# Beanflip TT



## Beanflip (Sep 11, 2010)

The Tourney Target slingshot. A super modified version of my favorite board cut. This is my first attempt at adding a couple features to my favorite frame. It's not pretty, but that's not important to me in this case. I tend to relax my wrist to much when shooting. So, I added an extra thickness to the webbing area. It cants the sling forward to account for that tendency and spreads out the pressure with a greater contact area. The other modification is the oval shaped pinky hole or, as I like to call it, the "pinky lock." It feels and shoots pretty good. I'll have to get some thicker material for future research and development. Here are some pics along side the regular BF.


----------



## treefork (Feb 1, 2010)

Good idea with the screws . Simple effective.


----------



## Beanflip (Sep 11, 2010)

treefork said:


> Good idea with the screws . Simple effective.

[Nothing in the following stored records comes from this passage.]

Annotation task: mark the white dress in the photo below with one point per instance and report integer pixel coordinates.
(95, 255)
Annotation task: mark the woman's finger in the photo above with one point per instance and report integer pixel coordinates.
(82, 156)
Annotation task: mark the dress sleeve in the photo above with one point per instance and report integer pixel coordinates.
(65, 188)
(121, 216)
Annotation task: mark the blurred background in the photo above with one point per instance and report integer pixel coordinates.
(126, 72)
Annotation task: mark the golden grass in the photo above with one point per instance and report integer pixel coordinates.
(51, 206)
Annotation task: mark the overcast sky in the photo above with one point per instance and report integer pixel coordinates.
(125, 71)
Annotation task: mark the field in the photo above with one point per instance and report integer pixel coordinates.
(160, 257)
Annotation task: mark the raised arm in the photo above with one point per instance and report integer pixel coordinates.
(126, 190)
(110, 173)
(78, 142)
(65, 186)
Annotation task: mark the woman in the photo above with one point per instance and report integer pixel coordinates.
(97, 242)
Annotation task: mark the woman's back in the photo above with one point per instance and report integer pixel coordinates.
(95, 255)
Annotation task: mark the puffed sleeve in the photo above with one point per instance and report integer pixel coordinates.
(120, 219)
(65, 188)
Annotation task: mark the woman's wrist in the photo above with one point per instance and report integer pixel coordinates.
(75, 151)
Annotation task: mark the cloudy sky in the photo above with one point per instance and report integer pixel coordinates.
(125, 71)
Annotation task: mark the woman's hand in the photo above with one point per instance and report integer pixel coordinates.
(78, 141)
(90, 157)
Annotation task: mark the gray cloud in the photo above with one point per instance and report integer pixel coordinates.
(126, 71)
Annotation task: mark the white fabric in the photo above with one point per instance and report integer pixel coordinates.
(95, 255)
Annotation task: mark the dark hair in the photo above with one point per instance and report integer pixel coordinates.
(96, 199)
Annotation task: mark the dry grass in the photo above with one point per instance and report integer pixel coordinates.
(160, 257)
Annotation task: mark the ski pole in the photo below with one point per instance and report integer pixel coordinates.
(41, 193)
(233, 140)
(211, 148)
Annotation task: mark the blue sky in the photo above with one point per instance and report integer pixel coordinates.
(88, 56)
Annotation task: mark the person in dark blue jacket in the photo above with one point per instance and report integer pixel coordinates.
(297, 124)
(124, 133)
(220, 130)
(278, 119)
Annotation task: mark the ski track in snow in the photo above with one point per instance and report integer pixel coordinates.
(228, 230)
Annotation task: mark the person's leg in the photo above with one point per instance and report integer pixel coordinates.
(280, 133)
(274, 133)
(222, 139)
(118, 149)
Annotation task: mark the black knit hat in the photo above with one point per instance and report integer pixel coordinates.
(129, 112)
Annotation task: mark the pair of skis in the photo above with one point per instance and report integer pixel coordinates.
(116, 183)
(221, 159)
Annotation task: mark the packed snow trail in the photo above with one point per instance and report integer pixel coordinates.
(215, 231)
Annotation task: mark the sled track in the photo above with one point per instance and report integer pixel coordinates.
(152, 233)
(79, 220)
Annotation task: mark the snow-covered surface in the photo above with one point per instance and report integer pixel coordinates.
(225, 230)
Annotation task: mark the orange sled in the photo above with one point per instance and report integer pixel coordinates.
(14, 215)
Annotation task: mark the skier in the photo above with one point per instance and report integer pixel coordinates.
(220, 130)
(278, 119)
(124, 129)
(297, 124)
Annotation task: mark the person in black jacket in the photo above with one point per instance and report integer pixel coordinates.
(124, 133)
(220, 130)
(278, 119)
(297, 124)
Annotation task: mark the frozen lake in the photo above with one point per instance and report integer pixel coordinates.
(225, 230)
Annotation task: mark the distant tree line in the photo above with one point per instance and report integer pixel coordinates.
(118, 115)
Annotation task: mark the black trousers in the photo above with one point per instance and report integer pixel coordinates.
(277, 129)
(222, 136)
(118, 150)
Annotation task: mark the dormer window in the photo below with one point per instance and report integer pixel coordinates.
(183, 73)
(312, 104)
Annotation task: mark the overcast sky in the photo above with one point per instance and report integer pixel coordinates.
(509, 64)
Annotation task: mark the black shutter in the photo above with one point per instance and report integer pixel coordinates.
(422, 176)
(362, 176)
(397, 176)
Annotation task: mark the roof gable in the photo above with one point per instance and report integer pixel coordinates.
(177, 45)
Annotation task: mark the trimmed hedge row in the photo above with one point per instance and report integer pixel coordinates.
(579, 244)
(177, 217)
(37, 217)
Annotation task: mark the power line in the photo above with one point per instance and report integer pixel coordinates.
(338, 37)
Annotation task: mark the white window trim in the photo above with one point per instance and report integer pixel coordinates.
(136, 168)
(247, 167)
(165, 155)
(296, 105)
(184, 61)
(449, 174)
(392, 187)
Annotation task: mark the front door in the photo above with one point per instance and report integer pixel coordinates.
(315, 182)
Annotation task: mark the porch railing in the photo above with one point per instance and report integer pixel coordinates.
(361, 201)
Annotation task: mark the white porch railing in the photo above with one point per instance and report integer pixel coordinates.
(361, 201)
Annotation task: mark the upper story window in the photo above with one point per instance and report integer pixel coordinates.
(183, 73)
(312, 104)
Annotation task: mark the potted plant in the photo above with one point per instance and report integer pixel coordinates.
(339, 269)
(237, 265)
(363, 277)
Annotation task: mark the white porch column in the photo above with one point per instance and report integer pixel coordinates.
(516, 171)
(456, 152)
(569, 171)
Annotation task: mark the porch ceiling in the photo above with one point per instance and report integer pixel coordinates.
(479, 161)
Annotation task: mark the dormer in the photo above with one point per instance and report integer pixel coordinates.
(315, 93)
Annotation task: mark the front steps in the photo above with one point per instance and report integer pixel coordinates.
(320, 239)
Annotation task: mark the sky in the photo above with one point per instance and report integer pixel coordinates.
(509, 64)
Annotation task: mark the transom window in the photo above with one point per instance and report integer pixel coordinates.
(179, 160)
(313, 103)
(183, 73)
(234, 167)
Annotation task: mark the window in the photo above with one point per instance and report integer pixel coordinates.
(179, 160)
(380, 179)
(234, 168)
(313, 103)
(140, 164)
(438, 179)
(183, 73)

 I was expecting a comment on the screws. Thanks for the positive one. I'm a big fan of simple and effective.


----------



## treefork (Feb 1, 2010)

I like it. We may have to talk about a trade after MWST. :thumbsup:


----------



## M.J (Nov 1, 2010)

Diggin' it!
Reminds me of the one Bill Hays shot at the ECST.


----------



## Dr Dave (Mar 16, 2014)

Screws are a great idea. If you need to fine tune from time to time its much easier and you don't risk the main structure. Very well done.


----------



## Beanflip (Sep 11, 2010)

M.J said:


> Diggin' it!
> Reminds me of the one Bill Hays shot at the ECST.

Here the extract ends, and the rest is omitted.